40 estudantes participaram da atividade de campo Divulgação

Volta Redonda - No último sábado, dia 30, aconteceu uma atividade de campo que faz parte do projeto ‘Um Olhar para o Rio Paraíba do Sul e descobertas’. A iniciativa envolve educadores de um curso de arquitetura e urbanismo e também do curso Pré-Vestibular Cidadão do Movimento Ética na Política de Volta Redonda (MEP -VR).
A ação envolveu 40 estudantes que orientados pelos professores realizaram o trabalho de observação na Beira-Rio. Durante o percurso de 2 km, os alunos observaram e analisaram vários aspectos a partir da preleção sobre história do povoado. Eles observaram, a mata ciliar, as estruturas das pontes, as construções, o esgoto in natura, tipo de árvores, a ciclovia, a curva do rio e a sua ‘geobiodiversidade’.

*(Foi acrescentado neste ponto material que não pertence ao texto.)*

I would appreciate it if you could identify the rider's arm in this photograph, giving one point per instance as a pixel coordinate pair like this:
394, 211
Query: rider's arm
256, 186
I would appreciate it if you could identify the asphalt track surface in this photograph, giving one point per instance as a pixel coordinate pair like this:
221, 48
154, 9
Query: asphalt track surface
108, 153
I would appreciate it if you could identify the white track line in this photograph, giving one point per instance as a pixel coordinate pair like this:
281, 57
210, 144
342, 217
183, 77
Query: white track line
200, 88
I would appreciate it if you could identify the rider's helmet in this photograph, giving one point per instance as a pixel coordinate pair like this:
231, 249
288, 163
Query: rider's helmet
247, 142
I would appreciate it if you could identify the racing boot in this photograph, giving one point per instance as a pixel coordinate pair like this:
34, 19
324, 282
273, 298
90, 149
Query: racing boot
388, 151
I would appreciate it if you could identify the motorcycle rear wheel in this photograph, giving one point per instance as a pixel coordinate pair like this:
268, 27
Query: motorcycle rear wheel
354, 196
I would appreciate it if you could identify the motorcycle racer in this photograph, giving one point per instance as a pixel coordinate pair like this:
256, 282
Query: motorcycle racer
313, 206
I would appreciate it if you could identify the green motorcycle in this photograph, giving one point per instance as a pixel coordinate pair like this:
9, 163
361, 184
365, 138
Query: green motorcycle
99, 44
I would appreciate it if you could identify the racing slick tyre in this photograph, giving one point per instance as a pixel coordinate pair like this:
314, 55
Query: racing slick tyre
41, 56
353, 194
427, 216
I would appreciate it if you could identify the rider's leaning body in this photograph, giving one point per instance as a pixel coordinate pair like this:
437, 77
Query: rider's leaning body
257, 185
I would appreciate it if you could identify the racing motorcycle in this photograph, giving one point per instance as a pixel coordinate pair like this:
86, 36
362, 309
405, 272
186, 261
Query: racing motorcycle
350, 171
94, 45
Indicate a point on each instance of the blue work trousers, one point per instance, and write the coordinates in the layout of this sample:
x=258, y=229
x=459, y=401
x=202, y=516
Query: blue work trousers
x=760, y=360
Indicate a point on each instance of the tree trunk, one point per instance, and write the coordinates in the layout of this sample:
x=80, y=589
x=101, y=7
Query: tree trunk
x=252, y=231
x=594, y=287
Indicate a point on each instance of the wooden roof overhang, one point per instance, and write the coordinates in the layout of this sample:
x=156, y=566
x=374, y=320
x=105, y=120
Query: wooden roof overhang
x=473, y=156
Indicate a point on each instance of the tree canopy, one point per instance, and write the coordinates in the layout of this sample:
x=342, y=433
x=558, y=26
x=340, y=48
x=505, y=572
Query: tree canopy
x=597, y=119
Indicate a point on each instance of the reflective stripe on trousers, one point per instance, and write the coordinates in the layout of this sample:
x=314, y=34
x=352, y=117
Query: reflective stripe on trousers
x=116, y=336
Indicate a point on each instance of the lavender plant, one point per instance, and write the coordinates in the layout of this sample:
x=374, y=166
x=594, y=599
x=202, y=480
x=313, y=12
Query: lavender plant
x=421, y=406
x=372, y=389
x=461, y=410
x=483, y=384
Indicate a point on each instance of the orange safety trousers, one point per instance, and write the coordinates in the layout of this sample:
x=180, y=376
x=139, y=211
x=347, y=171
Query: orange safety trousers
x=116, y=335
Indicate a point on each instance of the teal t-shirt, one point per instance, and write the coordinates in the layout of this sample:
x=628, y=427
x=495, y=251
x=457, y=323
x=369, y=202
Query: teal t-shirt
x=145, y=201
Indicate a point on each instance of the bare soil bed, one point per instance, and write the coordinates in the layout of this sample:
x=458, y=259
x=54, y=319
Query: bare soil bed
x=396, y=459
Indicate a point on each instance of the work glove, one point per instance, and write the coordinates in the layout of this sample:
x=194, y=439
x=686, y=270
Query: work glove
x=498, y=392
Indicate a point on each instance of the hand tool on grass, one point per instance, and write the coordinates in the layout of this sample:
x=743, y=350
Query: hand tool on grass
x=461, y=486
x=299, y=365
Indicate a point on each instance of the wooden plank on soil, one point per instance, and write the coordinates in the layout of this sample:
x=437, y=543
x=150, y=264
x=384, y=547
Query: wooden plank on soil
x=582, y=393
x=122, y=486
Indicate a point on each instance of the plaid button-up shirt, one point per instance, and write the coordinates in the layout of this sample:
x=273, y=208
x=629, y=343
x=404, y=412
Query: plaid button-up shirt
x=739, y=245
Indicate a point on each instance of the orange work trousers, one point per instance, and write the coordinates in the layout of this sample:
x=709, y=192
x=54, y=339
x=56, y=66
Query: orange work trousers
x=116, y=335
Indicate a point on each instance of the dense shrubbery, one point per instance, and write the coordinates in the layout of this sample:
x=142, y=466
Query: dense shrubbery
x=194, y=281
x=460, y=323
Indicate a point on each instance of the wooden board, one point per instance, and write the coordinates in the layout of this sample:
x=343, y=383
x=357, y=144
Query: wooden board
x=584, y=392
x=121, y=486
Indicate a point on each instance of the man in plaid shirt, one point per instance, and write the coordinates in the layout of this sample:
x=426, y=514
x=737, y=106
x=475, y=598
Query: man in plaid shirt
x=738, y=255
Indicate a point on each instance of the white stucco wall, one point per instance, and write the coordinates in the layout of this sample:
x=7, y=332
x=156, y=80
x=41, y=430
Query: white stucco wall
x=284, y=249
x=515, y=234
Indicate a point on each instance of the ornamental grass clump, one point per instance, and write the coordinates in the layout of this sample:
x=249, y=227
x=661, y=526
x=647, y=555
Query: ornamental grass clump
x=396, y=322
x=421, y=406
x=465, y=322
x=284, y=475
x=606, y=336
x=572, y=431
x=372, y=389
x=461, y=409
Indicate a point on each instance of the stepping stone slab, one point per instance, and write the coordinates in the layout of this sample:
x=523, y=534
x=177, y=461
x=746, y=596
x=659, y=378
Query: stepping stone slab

“Devido ao tempo nublado, o percurso foi alterado. Iniciamos na Praça da Igreja Santo Antônio, bairro Niterói, lugar histórico de Volta Redonda, e depois seguimos caminhando e observando os múltiplos cenários do rio Paraíba, pela da Beira Rio até o bairro Vila Mury”, disse a arquiteta e professora, Renata Fortini.
40 estudantes participaram da atividade de campo  - Divulgação
40 estudantes participaram da atividade de campo Divulgação
A futura urbanista, Ana Letícia Ramos, comentou que ficou impactada com o que viu e falou sobre a experiência que oportunizou novos olhares e atitudes para o ‘ser vivo’, o Rio Paraíba do Sul.
“Acredito, o olhar cidadão para rio é muito importante, a gente ter a visão do rio e a sua ligação com as pessoas faz a diferença. Como futura urbanista, compreender a relação, entender como ele (rio) se dá na cidade, como surgiu, se comporta é espetacular. O clima, as vegetações, as estruturas construídas, os resíduos... Provocam em nós olhar o rio como um ser vivo, e que precisa ser cuidado”, relatou a estudante.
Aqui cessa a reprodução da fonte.